Having roughly delineated the areas of generative writing mechanisms and how their purposes can be at odds with traditional notions of “meaningful” work, a personal statement. I discovered the Oulipo as a teenager through a series of Martin Gardner Scientific American articles, which focused on the most mathematical and formal of their work: the long palindromes, N+7, the million zillion sonnets, the lipograms. Most of this work was not readily available; most of it wasn’t even translated. But I kept the names in mind and bought what I could.

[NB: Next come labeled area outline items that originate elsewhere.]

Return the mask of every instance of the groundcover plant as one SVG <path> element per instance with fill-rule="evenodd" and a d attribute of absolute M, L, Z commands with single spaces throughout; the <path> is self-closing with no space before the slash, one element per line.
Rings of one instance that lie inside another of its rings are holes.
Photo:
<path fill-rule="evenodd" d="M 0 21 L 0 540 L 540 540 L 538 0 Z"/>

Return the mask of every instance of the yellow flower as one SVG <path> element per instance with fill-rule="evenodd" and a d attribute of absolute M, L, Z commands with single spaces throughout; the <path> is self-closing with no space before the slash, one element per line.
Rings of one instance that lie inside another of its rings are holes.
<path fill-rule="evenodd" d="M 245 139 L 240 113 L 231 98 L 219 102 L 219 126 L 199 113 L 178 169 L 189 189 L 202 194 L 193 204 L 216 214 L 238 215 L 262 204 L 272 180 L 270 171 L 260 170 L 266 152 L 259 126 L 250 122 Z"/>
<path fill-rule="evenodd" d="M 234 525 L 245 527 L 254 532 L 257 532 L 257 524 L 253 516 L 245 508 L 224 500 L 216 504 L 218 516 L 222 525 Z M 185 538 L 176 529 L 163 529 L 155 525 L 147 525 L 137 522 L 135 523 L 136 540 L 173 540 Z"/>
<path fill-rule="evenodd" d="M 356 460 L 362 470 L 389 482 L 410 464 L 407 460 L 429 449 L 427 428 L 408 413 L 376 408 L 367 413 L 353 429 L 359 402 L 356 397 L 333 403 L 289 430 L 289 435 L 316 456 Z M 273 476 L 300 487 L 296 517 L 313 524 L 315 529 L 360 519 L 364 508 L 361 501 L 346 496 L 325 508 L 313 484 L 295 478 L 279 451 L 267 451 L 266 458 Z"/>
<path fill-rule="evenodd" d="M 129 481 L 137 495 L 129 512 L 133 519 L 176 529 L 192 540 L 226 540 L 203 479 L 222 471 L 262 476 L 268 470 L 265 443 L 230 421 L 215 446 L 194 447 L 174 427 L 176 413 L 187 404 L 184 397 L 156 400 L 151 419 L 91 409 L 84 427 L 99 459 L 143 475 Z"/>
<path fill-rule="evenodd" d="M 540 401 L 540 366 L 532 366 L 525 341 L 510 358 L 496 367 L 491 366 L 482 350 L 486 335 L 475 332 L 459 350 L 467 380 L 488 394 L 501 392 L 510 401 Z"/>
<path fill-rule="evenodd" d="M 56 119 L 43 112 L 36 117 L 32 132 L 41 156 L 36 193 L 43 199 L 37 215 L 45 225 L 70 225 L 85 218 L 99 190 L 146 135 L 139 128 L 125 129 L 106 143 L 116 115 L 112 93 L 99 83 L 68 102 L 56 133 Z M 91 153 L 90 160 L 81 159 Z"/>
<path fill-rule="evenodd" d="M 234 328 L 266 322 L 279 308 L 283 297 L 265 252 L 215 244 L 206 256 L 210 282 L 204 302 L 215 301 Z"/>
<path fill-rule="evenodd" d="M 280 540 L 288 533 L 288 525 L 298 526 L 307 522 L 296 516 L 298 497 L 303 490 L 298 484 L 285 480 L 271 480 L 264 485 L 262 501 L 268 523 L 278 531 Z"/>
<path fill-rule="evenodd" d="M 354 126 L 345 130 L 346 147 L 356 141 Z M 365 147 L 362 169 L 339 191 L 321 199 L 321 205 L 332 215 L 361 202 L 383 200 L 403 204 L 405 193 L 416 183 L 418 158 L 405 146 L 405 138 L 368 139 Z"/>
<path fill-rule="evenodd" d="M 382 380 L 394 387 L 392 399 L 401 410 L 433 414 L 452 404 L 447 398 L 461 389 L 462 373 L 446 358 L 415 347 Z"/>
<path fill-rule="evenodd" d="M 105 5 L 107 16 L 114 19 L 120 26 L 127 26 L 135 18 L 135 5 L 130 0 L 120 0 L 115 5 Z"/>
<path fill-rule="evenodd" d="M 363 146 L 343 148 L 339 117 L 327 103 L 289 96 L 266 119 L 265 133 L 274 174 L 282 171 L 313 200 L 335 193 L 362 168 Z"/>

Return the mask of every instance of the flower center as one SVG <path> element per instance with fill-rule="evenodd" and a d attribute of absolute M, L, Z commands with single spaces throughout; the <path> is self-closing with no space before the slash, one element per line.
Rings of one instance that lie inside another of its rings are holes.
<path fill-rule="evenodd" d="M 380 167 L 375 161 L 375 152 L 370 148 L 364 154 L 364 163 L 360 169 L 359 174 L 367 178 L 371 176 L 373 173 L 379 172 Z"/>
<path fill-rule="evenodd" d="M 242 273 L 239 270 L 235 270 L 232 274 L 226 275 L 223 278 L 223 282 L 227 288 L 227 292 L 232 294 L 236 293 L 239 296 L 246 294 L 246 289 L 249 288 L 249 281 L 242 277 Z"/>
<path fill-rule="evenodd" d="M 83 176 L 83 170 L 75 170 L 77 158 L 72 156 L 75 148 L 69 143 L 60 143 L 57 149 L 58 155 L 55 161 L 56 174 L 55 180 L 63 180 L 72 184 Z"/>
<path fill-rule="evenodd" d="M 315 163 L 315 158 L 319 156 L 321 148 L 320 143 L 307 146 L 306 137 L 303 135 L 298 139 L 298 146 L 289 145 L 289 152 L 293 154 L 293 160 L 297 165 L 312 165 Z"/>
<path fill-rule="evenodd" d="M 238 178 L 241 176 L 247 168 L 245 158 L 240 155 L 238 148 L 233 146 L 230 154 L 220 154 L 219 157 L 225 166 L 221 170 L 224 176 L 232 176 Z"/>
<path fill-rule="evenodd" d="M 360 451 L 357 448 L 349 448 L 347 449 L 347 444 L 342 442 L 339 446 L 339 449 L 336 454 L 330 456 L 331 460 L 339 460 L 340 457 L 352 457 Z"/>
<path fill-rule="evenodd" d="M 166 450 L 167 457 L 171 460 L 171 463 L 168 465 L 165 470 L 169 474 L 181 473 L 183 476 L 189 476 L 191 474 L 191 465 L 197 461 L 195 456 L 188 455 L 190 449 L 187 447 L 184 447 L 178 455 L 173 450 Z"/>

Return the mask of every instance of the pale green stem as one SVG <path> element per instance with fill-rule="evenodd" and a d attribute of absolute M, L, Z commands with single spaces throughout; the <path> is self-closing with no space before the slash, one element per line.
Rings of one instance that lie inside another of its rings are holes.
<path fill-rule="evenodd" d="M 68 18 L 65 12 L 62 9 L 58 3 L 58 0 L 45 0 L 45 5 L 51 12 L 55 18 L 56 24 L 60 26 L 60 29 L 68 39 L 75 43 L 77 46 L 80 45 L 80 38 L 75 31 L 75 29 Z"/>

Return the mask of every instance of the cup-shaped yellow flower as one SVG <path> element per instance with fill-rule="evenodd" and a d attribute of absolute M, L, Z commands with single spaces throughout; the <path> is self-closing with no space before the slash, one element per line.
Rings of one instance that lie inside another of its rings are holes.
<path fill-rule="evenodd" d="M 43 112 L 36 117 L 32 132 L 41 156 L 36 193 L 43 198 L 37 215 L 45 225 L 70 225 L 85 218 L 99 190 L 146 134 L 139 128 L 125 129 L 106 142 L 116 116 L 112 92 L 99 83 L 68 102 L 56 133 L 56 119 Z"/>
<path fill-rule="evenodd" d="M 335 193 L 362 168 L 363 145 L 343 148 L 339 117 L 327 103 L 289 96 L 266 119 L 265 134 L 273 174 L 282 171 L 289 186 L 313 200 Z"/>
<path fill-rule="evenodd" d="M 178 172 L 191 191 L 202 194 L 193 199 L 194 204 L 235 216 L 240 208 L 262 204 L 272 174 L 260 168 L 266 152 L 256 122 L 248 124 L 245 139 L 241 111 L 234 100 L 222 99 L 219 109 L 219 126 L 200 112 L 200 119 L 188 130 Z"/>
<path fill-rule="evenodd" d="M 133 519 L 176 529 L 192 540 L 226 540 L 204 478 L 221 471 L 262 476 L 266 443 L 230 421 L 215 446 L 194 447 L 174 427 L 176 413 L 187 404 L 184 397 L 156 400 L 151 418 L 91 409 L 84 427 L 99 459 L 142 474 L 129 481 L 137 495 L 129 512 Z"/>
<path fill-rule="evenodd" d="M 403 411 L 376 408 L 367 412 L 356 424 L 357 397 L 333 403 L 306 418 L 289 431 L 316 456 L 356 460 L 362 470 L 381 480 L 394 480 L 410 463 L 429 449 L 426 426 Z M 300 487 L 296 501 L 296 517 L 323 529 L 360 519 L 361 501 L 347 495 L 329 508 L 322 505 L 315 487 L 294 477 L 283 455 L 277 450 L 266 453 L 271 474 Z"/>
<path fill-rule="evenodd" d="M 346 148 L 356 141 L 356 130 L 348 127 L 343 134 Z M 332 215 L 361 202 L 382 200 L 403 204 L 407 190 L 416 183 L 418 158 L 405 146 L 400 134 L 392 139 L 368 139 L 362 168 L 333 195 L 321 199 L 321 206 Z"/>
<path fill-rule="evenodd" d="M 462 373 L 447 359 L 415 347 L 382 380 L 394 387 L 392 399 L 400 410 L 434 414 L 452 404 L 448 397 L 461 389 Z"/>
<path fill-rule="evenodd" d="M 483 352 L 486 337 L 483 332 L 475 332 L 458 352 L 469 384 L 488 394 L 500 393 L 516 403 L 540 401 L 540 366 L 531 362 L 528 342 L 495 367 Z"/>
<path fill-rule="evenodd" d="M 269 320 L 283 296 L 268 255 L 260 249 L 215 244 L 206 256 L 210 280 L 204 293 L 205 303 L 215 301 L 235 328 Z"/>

Like Eudaemonist, I was fascinated by Perec’s La Disparition, though I didn’t have the necessary French to read it. I tried a few (unfinished, unsatisfying) exercises in the same mode. By the time I got to college it had been translated as A Void, but I found that in the intervening years with their intervening troubles, Perec’s conceits had ceased to interest me or resonate with me. The trick could not, in my mind, be justified in execution, only in theory, and the resolute attempt to bring everything in line with the motif read as quaint. The final bit of Life: A User’s Manual, that the puzzle-maker’s last piece is a “W” but the whole is the shape of an “X”, seemed trivially self-defeating rather than profound.

It applied to other works. I could admire Ulysses for its structural properties but only warm to them as far as they related to the business between Stephen and Bloom. I never did get through Tristram Shandy.

I’m still stunned by the amount of effort and care put into the arrangement of such works, and sometimes the willingness to make things so much more difficult. I don’t plan on looking down on them from the pinnacle of awesome respect for their achievements, but they still are very useful reference points.